Perhaps one can ask for example , did any Popes of the Catholic Church or did any bishops or Cardinals or nuns for that matter work for equality for LGBT folks. And considering the massive amount of these religious figures that existed through history such a search would be extensive and require some time . It could be very interesting to see the results
Here's my source. The Lollards were fairly radical and they likely saw the shunning of the temporal world as a path to salvation. That's why they were believers in apostolic poverty - the philosophy that godly men should live in poverty as did Jesus. In any event, here's the relevant excerpt from the article:
"In the Lollard Sermons, virginity is hailed as the highest form of sexuality, but marriage is necessary and sex — purely for procreation, they argue — cannot be avoided. The father of the Lollard movement, John Wycliffe, explains in his work Trialogus that marriage must be between a man and a woman and “cannot exist where there is no possibility of procreation.” In 1395 [...] Wycliffe’s followers posted The Twelve Conclusions of the Lollards. In this document, the Lollards accused the clergy of rampant sodomy, at times even hurling the term “sodomite” as a general insult. The Church, in turn, accused the Lollards of sodomy. The Lollards not only directed their accusations at clerics, they also fueled a climate of antisodomy in established institutions such as temporal courts. "

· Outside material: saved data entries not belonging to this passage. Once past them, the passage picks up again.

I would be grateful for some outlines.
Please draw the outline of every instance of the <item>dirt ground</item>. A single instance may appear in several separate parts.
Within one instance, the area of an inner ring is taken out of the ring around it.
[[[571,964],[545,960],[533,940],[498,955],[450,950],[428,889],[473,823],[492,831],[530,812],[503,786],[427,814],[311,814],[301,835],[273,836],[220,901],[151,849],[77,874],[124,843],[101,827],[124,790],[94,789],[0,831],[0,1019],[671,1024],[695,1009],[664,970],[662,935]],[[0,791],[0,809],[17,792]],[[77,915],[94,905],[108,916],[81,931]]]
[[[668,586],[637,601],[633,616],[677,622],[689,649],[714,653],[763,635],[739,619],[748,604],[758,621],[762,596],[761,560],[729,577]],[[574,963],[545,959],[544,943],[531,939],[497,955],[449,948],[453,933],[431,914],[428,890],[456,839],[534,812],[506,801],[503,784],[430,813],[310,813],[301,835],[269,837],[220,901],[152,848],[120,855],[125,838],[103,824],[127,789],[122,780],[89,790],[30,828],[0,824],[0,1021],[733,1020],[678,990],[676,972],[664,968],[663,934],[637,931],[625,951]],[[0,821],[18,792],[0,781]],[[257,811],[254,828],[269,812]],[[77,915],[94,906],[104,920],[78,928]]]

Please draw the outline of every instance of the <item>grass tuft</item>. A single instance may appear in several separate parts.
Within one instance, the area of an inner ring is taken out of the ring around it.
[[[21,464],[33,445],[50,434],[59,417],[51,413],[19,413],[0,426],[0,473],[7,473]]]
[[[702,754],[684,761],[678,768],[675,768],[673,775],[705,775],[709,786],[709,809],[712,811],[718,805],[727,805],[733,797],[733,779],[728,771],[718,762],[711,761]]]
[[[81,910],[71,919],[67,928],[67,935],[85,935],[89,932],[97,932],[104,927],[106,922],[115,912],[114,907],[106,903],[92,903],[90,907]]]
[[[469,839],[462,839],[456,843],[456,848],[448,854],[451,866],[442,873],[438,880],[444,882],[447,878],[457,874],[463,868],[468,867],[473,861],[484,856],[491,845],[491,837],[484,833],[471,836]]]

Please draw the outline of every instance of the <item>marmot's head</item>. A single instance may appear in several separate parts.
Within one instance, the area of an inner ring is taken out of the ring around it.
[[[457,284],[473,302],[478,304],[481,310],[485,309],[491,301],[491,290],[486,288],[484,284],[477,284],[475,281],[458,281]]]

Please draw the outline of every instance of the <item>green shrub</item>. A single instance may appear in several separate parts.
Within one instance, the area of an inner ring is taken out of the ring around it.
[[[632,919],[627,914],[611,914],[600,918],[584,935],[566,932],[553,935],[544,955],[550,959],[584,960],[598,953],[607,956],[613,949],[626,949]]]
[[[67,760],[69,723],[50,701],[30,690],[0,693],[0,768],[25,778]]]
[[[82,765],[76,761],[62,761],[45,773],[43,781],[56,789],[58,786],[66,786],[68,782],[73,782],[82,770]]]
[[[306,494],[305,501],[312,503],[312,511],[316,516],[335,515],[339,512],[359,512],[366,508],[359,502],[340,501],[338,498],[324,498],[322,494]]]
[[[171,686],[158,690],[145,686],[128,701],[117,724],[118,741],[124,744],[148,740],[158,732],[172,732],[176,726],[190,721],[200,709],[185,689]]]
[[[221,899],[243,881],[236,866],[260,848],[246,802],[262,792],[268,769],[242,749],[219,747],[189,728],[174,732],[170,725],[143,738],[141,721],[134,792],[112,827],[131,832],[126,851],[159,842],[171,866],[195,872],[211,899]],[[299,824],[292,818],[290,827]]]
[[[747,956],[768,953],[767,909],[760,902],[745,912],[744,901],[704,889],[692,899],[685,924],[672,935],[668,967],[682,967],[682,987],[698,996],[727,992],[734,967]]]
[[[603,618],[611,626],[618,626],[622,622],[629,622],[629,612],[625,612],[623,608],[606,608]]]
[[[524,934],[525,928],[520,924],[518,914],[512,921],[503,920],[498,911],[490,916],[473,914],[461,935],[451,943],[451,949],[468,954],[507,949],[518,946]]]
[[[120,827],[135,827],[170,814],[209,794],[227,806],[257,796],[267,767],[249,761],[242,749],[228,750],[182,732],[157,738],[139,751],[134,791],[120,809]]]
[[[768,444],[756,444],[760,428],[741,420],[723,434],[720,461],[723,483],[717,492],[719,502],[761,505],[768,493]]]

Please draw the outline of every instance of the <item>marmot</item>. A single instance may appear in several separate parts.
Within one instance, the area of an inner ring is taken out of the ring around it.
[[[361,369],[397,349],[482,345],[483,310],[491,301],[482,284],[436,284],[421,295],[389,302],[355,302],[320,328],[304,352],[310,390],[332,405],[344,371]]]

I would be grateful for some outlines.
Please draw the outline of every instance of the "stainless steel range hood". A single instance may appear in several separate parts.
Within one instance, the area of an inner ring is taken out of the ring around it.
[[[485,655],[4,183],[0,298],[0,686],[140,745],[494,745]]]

I should add that the Church very frequently accused the supporters of apostolic poverty of sexual deviancy. The Cathars, Dulcinians, and to a lesser extent, Minorites, were all accused of sexual deviancy. Apparently the Church saw a link between anti-establishmentarianism and sexual subversiveness. If you want to get immersed in that fascinating dispute then I recommend reading Umberto Eco's The Name of the Rose. It is technically historical fiction but the novel's setting is a carefully reconstructed North Italian Benedictine monastery.